Since ACOS lacks a unique ICD-10 designation, both asthma and COPD codes must be assigned. A typical combination includes J44.9 for COPD and J45.50 for severe persistent asthma, with additional modifiers for exacerbations if applicable. Sequencing depends on the primary reason for the encounter. If hospitalization is due to an asthma exacerbation, the asthma code is listed first, followed by the COPD code. For a COPD-related exacerbation, J44.1 takes precedence. Including relevant comorbidities, such as respiratory failure (J96.0) or chronic respiratory infections (J98.8), provides a comprehensive clinical picture.
ACOS patients have a higher burden of comorbid conditions. Cardiovascular diseases, including hypertension and ischemic heart disease, are common. Chronic systemic inflammation contributes to endothelial dysfunction and arterial stiffness, increasing the risk of myocardial infarction and stroke. A Lancet Respiratory Medicine study found ACOS patients had a 1.6-fold higher likelihood of heart failure compared to those with COPD alone.

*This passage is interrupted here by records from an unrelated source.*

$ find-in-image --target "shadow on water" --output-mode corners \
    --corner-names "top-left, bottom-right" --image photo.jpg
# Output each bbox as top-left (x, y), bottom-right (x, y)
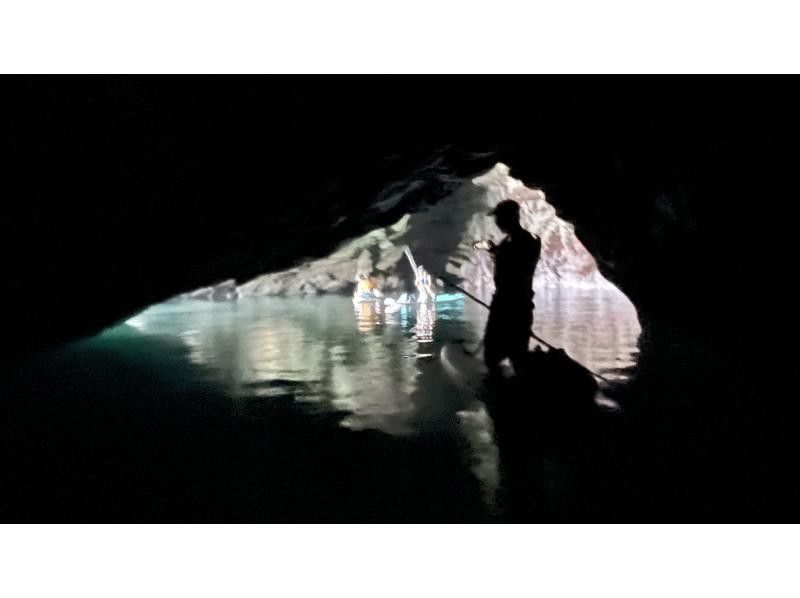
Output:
top-left (482, 350), bottom-right (623, 521)
top-left (442, 339), bottom-right (633, 521)
top-left (1, 291), bottom-right (640, 522)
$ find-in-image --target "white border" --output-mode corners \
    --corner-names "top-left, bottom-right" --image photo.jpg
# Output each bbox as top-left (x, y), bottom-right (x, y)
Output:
top-left (1, 0), bottom-right (799, 73)
top-left (2, 3), bottom-right (799, 597)
top-left (1, 525), bottom-right (798, 597)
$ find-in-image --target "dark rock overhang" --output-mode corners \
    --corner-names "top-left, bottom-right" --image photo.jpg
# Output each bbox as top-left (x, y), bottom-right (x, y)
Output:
top-left (1, 77), bottom-right (795, 354)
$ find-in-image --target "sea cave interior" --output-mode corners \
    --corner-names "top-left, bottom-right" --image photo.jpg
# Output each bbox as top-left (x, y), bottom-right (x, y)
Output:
top-left (0, 77), bottom-right (795, 521)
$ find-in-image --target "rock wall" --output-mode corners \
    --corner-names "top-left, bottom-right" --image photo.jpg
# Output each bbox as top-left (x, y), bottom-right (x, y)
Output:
top-left (236, 163), bottom-right (615, 300)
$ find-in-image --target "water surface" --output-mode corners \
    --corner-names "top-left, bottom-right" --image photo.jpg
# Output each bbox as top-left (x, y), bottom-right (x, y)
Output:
top-left (2, 288), bottom-right (639, 521)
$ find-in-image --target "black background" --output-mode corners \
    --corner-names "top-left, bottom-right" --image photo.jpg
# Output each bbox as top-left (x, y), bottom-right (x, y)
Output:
top-left (1, 76), bottom-right (796, 520)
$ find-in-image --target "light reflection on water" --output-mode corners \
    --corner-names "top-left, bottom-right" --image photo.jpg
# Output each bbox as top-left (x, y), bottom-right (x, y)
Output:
top-left (120, 287), bottom-right (640, 513)
top-left (532, 285), bottom-right (641, 381)
top-left (124, 289), bottom-right (640, 433)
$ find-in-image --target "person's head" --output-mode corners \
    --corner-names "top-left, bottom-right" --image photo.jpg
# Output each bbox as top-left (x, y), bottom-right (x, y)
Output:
top-left (489, 199), bottom-right (521, 233)
top-left (417, 265), bottom-right (426, 275)
top-left (358, 273), bottom-right (368, 281)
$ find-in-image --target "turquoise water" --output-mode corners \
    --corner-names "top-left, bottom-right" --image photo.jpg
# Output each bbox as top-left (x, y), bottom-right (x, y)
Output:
top-left (1, 289), bottom-right (640, 521)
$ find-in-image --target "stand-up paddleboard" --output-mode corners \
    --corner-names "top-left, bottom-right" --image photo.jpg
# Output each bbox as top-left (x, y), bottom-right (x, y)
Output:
top-left (357, 292), bottom-right (464, 307)
top-left (440, 341), bottom-right (620, 414)
top-left (441, 342), bottom-right (492, 397)
top-left (395, 292), bottom-right (463, 306)
top-left (352, 295), bottom-right (384, 305)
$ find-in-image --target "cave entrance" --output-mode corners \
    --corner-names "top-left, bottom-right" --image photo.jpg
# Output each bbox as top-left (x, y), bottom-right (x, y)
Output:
top-left (123, 163), bottom-right (641, 388)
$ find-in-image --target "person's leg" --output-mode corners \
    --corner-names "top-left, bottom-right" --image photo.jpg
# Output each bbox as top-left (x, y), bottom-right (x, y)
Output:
top-left (483, 301), bottom-right (516, 375)
top-left (483, 304), bottom-right (508, 376)
top-left (508, 308), bottom-right (534, 375)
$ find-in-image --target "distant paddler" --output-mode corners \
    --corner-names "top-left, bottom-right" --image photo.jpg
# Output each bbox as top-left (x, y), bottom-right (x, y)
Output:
top-left (403, 246), bottom-right (435, 304)
top-left (354, 272), bottom-right (383, 302)
top-left (415, 265), bottom-right (435, 303)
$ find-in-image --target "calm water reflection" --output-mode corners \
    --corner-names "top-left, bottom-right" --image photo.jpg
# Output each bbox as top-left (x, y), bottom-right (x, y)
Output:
top-left (126, 289), bottom-right (639, 418)
top-left (105, 287), bottom-right (639, 518)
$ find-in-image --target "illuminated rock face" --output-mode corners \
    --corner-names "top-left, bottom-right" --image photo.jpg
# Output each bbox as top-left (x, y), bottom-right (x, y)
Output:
top-left (182, 279), bottom-right (239, 301)
top-left (406, 163), bottom-right (614, 301)
top-left (476, 164), bottom-right (605, 289)
top-left (238, 219), bottom-right (412, 297)
top-left (237, 163), bottom-right (614, 299)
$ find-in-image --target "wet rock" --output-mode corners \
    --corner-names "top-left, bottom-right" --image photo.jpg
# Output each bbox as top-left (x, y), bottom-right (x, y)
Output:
top-left (236, 164), bottom-right (614, 298)
top-left (182, 279), bottom-right (239, 301)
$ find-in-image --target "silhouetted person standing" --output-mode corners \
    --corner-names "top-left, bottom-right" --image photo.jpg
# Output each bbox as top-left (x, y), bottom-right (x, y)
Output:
top-left (474, 200), bottom-right (541, 375)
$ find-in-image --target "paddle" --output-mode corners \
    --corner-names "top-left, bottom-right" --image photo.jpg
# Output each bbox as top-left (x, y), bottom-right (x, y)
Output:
top-left (403, 245), bottom-right (419, 286)
top-left (404, 245), bottom-right (434, 302)
top-left (436, 273), bottom-right (611, 384)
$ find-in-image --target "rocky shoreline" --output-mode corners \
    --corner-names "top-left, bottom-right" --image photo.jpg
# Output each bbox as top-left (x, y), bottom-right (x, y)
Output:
top-left (185, 164), bottom-right (616, 302)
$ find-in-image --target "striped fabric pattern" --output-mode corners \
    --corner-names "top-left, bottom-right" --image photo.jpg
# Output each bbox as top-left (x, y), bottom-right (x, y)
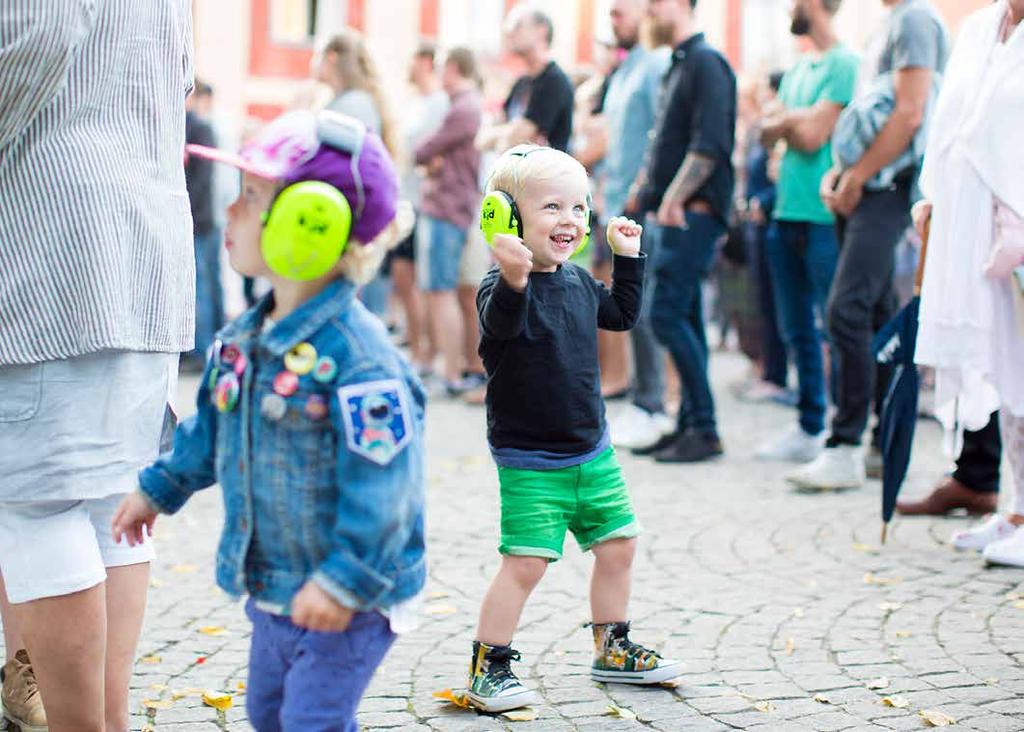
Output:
top-left (0, 0), bottom-right (196, 365)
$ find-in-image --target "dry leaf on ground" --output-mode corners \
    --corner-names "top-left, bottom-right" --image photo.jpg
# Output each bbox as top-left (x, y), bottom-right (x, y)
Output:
top-left (606, 704), bottom-right (637, 720)
top-left (866, 677), bottom-right (890, 690)
top-left (853, 543), bottom-right (879, 554)
top-left (425, 603), bottom-right (458, 616)
top-left (503, 708), bottom-right (538, 721)
top-left (427, 591), bottom-right (450, 599)
top-left (658, 677), bottom-right (682, 688)
top-left (170, 564), bottom-right (197, 573)
top-left (863, 572), bottom-right (901, 586)
top-left (882, 695), bottom-right (909, 708)
top-left (149, 579), bottom-right (165, 588)
top-left (1013, 600), bottom-right (1024, 610)
top-left (140, 655), bottom-right (161, 664)
top-left (202, 691), bottom-right (234, 711)
top-left (432, 688), bottom-right (472, 709)
top-left (877, 602), bottom-right (904, 612)
top-left (785, 638), bottom-right (795, 655)
top-left (142, 699), bottom-right (173, 710)
top-left (813, 694), bottom-right (832, 704)
top-left (919, 709), bottom-right (956, 726)
top-left (198, 626), bottom-right (228, 636)
top-left (753, 701), bottom-right (776, 713)
top-left (793, 607), bottom-right (805, 618)
top-left (894, 630), bottom-right (913, 639)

Metabolic disorders, including diabetes and obesity, are also prevalent. Frequent systemic corticosteroid use contributes to insulin resistance and weight gain. A Chest study reported nearly 40% of ACOS patients exhibited metabolic syndrome, characterized by central obesity, dyslipidemia, and impaired glucose tolerance. These metabolic disturbances exacerbate respiratory symptoms by increasing systemic inflammation and reducing lung compliance.
Psychiatric conditions such as depression and anxiety are another major concern. Persistent breathlessness and frequent exacerbations contribute to psychological distress. A Thorax meta-analysis found ACOS patients were twice as likely to suffer from depression compared to those with COPD alone. Sleep disturbances, particularly obstructive sleep apnea (OSA), further compound these challenges, worsening nocturnal hypoxemia and exacerbation frequency. Careful screening and management are essential.